Convert from XML to Microsoft Word Doc


I'm I have a batch of XML and SGML documents (about 7000 of them). I want something that'll convert them into structured Microsoft Word Documents. I've been reading online for 2 days on how to do this and am more confused than when I started.

I see you can use Open XML SDK and C# to create it with Visual Studio, via this answer here: StackOverflow answer, which links to this Using XSLT and Open XML SDK. However this is for 7 years ago. I'm not sure if this is still current, and I don't know this is definitely what I'll need.

Also the documents I'm converting from, the tags themselves are in Swedish. So I'm guessing I'll need something to read and convert the tags to english, then turn it into a Word XML format.

I can write in C# and C++, and could probably figure my way around most scripting languages if I need to for this, but have zero experience with creating word documents from code. I understand I might need to make a DTD or a XSLT and possibly use Word XML (I've learnt about these in the past 2 days), and use that in some Visual Studio project.

However I have no idea how to actually go about this. Can someone please steer me in the right direction?

Thanks


Solution

  • This topic is very broad and can't really be answered in detail with a single post...

    The information you found, dated 7 years ago, is still pertinent and valid. All versions of Word since 97 can work with the file format (2003 and earlier need the "Compatibility Pack", but most machines that have been updated will have that). Later versions than 2007 can also work with the file format as stated 7 years ago, but this will not cover newer functionality introduced in 2013/2016. This can be added with no problem, you just won't find those classes in the older documentation, but it's all there on MSDN and in the current ECMA specifications.

    The tricky part, which isn't obvious at first glance, comes from the fact that a Word Open XML document is actually a ZIP package of multiple XML and binary files and cannot be transformed directly. Rather than relying only on the link in the SO Q&A you found, you might do better to look at working directly with the OPC "flat file" format, as explained by Eric White: http://blogs.msdn.com/b/ericwhite/archive/2008/09/29/the-flat-opc-format.aspx.

    What you produce with an XSLT should result in this format. That needs to be converted to a ZIP package in order to do any further work with it using the Open XML SDK (and use version 2.5, not 2.0 from 7 years ago). The articles by Eric White provide conversion information, which will help.

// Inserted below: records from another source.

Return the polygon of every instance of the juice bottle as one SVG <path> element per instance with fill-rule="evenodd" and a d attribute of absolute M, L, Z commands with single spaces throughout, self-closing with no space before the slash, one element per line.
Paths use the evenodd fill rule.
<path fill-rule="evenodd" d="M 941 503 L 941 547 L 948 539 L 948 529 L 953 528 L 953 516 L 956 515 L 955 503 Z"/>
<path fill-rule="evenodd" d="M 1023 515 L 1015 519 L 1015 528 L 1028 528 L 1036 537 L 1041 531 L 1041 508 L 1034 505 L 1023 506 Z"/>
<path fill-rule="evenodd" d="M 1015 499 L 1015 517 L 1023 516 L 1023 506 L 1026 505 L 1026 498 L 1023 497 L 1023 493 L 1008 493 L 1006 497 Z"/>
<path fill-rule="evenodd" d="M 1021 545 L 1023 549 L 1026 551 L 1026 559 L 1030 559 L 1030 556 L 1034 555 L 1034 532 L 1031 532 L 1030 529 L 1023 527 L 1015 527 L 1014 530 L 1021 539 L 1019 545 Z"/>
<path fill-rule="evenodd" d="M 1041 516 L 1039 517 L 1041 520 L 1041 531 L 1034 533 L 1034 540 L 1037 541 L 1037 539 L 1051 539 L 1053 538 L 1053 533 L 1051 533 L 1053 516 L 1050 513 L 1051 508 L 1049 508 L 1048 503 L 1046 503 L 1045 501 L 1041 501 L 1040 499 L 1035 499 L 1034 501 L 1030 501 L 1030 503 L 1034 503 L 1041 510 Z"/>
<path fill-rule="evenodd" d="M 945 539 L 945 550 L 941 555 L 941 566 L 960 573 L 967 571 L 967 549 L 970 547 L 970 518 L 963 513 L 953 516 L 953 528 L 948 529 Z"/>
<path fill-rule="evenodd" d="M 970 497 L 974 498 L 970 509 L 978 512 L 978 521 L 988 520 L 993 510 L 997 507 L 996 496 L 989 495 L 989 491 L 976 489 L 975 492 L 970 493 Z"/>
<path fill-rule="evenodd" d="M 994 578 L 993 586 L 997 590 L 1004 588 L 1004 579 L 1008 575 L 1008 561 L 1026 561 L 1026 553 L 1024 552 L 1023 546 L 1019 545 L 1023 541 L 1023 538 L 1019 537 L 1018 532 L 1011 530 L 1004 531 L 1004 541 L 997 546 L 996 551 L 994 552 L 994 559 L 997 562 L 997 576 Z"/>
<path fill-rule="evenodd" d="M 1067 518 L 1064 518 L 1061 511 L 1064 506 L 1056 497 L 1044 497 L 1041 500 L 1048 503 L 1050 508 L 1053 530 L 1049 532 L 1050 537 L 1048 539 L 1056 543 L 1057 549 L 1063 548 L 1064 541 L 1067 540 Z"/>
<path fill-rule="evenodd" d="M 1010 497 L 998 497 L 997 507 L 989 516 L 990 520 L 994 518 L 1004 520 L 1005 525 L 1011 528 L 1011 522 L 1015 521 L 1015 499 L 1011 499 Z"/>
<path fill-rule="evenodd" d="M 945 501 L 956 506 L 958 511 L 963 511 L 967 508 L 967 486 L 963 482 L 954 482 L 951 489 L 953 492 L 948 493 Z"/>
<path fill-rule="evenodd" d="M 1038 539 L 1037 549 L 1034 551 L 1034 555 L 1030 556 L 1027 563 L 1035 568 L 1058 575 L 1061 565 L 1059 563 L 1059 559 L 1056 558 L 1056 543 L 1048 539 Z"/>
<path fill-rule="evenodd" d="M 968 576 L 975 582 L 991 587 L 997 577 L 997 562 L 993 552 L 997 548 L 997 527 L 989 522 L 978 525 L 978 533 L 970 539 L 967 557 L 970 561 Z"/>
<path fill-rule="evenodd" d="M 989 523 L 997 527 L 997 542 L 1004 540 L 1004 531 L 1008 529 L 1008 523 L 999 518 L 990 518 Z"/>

    The task will definitely not be trivial as Word is a very complex beast. If sets of these documents have things in common you might progress more quickly by manually "converting" (part of) one in the Word UI to the desired result. Save and view it in the Open XML Productivity Tool where you can view the underlying Word Open XML (as well as the Open XML SDK code required to produce). That should help you "map" the original mark-up with the Word Open XML mark-up.